Trusted Agentic AI Framework

AI that reasons, plans, and acts on your behalf is no longer futuristic. Agents inherit your organization's foundations: governance, security, identity, delegation, too often deferred when the stakes were lower. That changes when machines that can't be perfectly trusted start creating intent on your behalf. However bright the upside, navigating this without the right people at the table is playing with fire.

A lot of sharp thinking is happening in almost every vertical. But the challenge is a wicked one: it spans disciplines, it's overwhelming, and no single product or vendor can solve it alone. That's where this framework comes in: a practical path from hype and fear to progressive experimentation and sustainable deployment, built on three pillars: Potential, Accountability, and Control.

It sets the frame, the angles to look through so you can move forward without getting paralyzed. A reference point from which to venture boldly, and with which to challenge assumptions. This is a living framework: it grows as the field evolves and as I deepen the work.

Three Pillars

The most important thing to remember is to look at the challenge through three lenses. Different stakeholders will gravitate to different ones, but none works without the other two.

Potential

What value can agents unlock?

Agents can handle work that wasn't feasible before: too complex, too manual, too expensive to coordinate. Finding those opportunities means getting the people who understand the domain, the tech (and its flaws), and the data into the same room. The technical barrier is lower than ever. The hard part is knowing where to aim.

Who you need at the table: business strategy, technology leadership, product, data, domain expertise

Accountability

Who's responsible when the agent gets it wrong?

Agents make decisions on behalf of your organization. When something goes wrong, you need to explain what happened and why. That means governance structures, explainability, audit trails, and EU AI Act compliance need to be designed in from the start, not bolted on after launch.

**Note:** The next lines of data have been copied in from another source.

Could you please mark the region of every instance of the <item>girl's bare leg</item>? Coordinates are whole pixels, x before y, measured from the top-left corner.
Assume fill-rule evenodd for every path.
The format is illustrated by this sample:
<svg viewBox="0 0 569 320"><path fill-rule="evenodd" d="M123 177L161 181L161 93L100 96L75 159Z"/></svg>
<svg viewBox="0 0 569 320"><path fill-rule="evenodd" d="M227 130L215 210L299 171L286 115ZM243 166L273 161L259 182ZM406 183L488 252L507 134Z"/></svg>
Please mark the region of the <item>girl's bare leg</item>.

Who you need at the table: legal, compliance, risk, audit, executive oversight

Control

How do we keep agents bounded?

Don't tell agents what not to do, make it technically impossible. Identity, authorization, delegation, permission boundaries: the infrastructure that ensures agents can only do what they're allowed to, and that every action is provable. Zero trust, applied to agents.

Who you need at the table: security, identity & access, platform engineering, architecture

They're Interdependent

Drop any one of the three and the others fall apart.

Potential without Accountability is reckless adoption. You build fast and hit a wall when the first incident happens and nobody can explain what went wrong.

Accountability without Control is governance on paper. Policies that say "agents must operate within scope" mean nothing if the infrastructure can't enforce it.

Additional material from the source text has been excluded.